We have now removed many more rows, and we see that we are down to 27 rows! We have made major headway in removing duplicate companies from this dataset.

#### Data Type Conversion

We now move on to calculating the average tax revenue for the Insurance industry within the dataset.

In [None]:
investigation_companies_dropped[investigation_companies_dropped['sector'] == 'Insurance']['tax_revenue'].mean()

We run into an error here: 

> TypeError: Could not convert $30000000 to numeric

This error relates to a key element of data cleaning: making sure our data types are correct. The issue is that the tax_revenue column is of type str (String). To compute the mean of that column, we need to convert the values in it to numeric values. To accomplish this, we need to follow two steps:
1. Remove the $ sign from each string.

2. Once we've removed the $ sign, Python is able to convert the string into an integer.

In [None]:
investigation_companies_dropped['tax_revenue'] = investigation_companies_dropped['tax_revenue'].apply(lambda row: row.replace("$",""))
investigation_companies_dropped['tax_revenue'] = investigation_companies_dropped['tax_revenue'].astype(int)

Now we see that the tax revenue column no longer has $ signs and has data type integer:

In [None]:
investigation_companies_dropped['tax_revenue']

And now we can calculate the desired mean:

In [None]:
investigation_companies_dropped[investigation_companies_dropped['sector'] == 'Insurance']['tax_revenue'].mean()

#### Advanced Topic: Fuzzy Matching

Fuzzy matching is a valuable technique for tackling advanced data cleaning problems, especially when dealing with messy or inconsistent data. Fuzzy matching allows you to find approximate matches between strings, even when there are variations in spelling, formatting, or other discrepancies.

One popular Python package for fuzzy matching is called `fuzzywuzzy`. It provides various functions and algorithms for fuzzy string matching. You can use it to compare strings and determine their similarity scores.
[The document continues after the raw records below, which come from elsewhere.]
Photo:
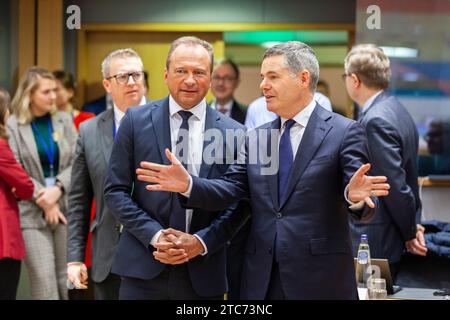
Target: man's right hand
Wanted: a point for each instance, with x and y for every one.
(53, 215)
(173, 178)
(167, 252)
(77, 274)
(417, 245)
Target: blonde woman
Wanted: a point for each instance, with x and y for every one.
(43, 141)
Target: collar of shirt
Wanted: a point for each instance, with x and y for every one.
(228, 106)
(199, 111)
(302, 117)
(370, 101)
(119, 114)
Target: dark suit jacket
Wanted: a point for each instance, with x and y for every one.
(238, 112)
(393, 142)
(308, 228)
(92, 154)
(144, 134)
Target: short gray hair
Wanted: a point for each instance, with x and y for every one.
(298, 56)
(370, 64)
(191, 41)
(120, 53)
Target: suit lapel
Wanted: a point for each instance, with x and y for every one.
(106, 133)
(161, 124)
(273, 179)
(211, 122)
(315, 131)
(27, 135)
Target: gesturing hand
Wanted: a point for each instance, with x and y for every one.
(173, 178)
(46, 197)
(362, 187)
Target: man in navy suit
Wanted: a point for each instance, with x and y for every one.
(393, 143)
(166, 251)
(299, 243)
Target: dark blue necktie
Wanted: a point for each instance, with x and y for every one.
(178, 214)
(286, 158)
(182, 146)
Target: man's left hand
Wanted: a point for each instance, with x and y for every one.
(361, 187)
(185, 241)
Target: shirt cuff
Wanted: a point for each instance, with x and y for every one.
(203, 244)
(187, 194)
(353, 206)
(155, 238)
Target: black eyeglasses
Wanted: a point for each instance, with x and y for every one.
(122, 78)
(225, 79)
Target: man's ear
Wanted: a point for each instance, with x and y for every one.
(107, 85)
(305, 78)
(166, 73)
(356, 80)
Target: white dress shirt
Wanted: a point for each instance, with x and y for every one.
(227, 107)
(119, 114)
(298, 128)
(196, 132)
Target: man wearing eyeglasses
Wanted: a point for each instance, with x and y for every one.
(123, 79)
(225, 80)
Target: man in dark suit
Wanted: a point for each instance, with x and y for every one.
(123, 80)
(166, 251)
(299, 243)
(225, 80)
(393, 142)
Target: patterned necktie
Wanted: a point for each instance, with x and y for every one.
(286, 158)
(178, 214)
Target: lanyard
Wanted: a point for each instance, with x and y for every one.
(49, 151)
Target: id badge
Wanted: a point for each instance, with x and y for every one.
(50, 182)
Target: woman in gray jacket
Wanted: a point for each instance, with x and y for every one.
(43, 141)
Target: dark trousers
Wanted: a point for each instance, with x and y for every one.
(275, 290)
(9, 278)
(235, 261)
(173, 283)
(108, 289)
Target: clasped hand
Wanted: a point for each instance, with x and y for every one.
(176, 247)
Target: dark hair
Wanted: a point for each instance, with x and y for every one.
(232, 64)
(4, 106)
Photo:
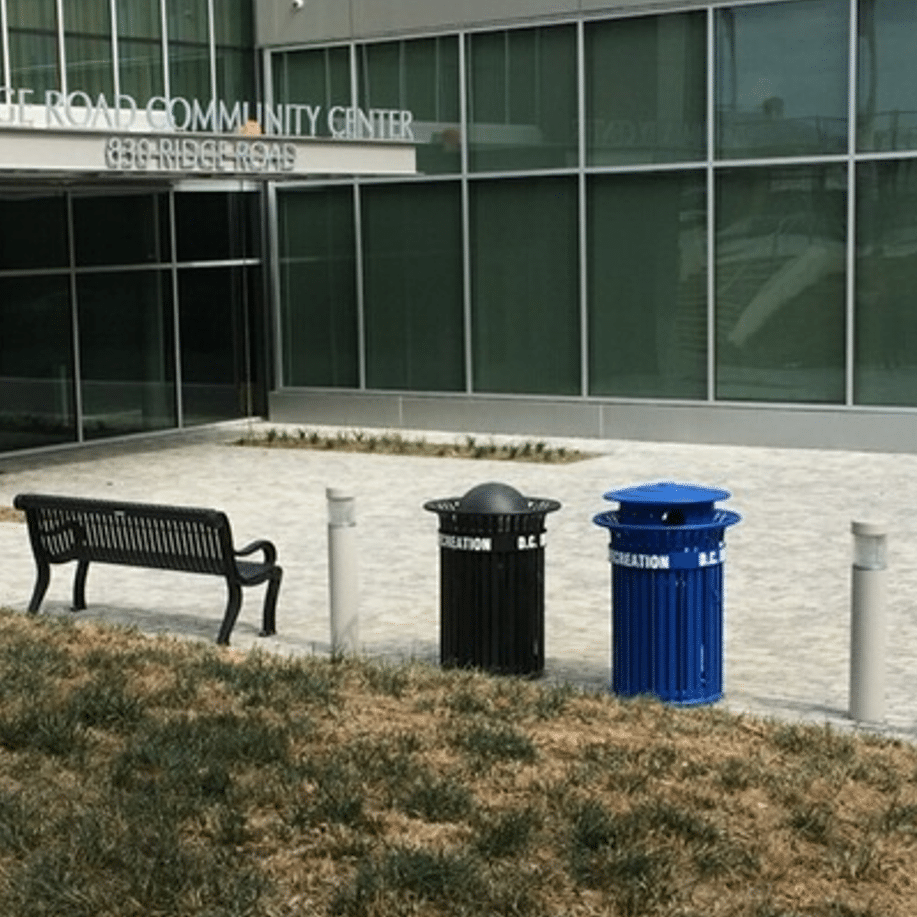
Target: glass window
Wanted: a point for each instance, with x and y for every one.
(90, 66)
(36, 362)
(189, 50)
(781, 79)
(412, 245)
(121, 229)
(232, 221)
(887, 79)
(33, 230)
(420, 77)
(525, 286)
(886, 276)
(127, 355)
(318, 287)
(216, 312)
(780, 283)
(646, 89)
(316, 78)
(648, 285)
(140, 50)
(33, 46)
(522, 104)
To get started with `fuzzywuzzy`, you can install it using pip:

In [None]:
!pip install fuzzywuzzy

Once installed, you can import the package and start using its functions in your code. Here's an example of how you can apply fuzzy matching using `fuzzywuzzy`:

In [None]:
from fuzzywuzzy import fuzz

# Compare two strings and get their similarity score
string1 = "apple"
string2 = "apples"
similarity_score = fuzz.ratio(string1, string2)
print(similarity_score)

The above will output a similarity score between 0 and 100, indicating the degree of similarity between the two strings.

## Conclusion

I hope you enjoyed this lesson on data cleaning. If you clean your data, you will be able to use it to discover fascinating stories.